ニッケル触媒直接カップリング反応の開発と機構解明研究
筆者らが執筆した記事です。下記に示す、私達が発見した反応は基質の制限はあるものの上述した1〜3を解決しています。つまり、
- ヘテロ芳香環(1,3-アゾール)そのものを用いる
- フェノール誘導体を用いる
- 安価なニッケル触媒を用いる
ということです。これは配位子に1,2-ビスジシクロヘキシルホスフィノエタン(dcype)を用いることが反応の鍵。この配位子以外(類縁体を除く)では全く反応が進行しません。
それ以外にもエステルを脱離基としたカップリング反応や、それらの詳細を反応機構解明研究と共に紹介しています。ぜひお読みください。

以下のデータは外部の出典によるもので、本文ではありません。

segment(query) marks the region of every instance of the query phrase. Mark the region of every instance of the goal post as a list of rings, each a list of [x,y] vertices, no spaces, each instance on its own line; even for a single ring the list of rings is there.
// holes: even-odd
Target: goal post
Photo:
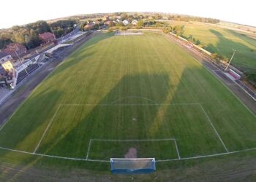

不活性シグマ結合の切断をともなうクロスカップリング反応
大阪大学の鳶巣守准教授による記事です。
特に上述した新しいカップリング反応の条件2に注目し、芳香族化合物にあるメトキシ基やアミノ基(アニリド)、シアノ基やフッ素機など、通常不活性なσ結合を遷移金属触媒で活性化することで、有機ハロゲン化物の代替品に使うことを目標にしています。また、主にニッケル触媒を用いていることから条件3にも合致します。
記事では、著者らが開発した反応の中で、特にアニソール(メトキシ基)、アニリド(アミノ基)をハロゲン化アリールの代替化合物としてもちいた研究にフォーカスして紹介しています。従来、このような官能基のみをデットエンドに終わっていた有機合成化学に新しい合成戦略を与える触媒反応だと思います。
工業化に優れた特性を示すクロスカップリング触媒
最後の記事は工業スケールの触媒・試薬販売会社であるUmicoreから。高い反応性が注目されている含窒素ヘテロ環カルベン(NHC)を配位子としてもつ、パラジウム触媒を紹介しています。同社はこれらの触媒を数グラムからー数十キロ、需要があれば数百キログラムスケールでも供給しています。研究室レベルでも最近売りだされたため、知っている方は多いことでしょう。
本記事ではそれら触媒の化学的性質から、鈴木ー宮浦クロスカップリングやケトンのα-アリール化反応への応用、選定方法などを紹介しています。上記2つに比べると基礎的な内容ですが、読みやすく勉強になると思います。
その他の記事
特集とは別に、メトキシベンジル部位とイミダゾリウム部位をもつイオン性液体の特徴と用途について紹介した、「3-{2-[4-(chloromethyl)-2,6-dimethoxyphenoxy]ethyl}-1-methylimidazolium hexafluorophosphateの物性と固定相としての検討」(東海大学理学部化学科 准教授)や、特集のキーワード解説記事があります。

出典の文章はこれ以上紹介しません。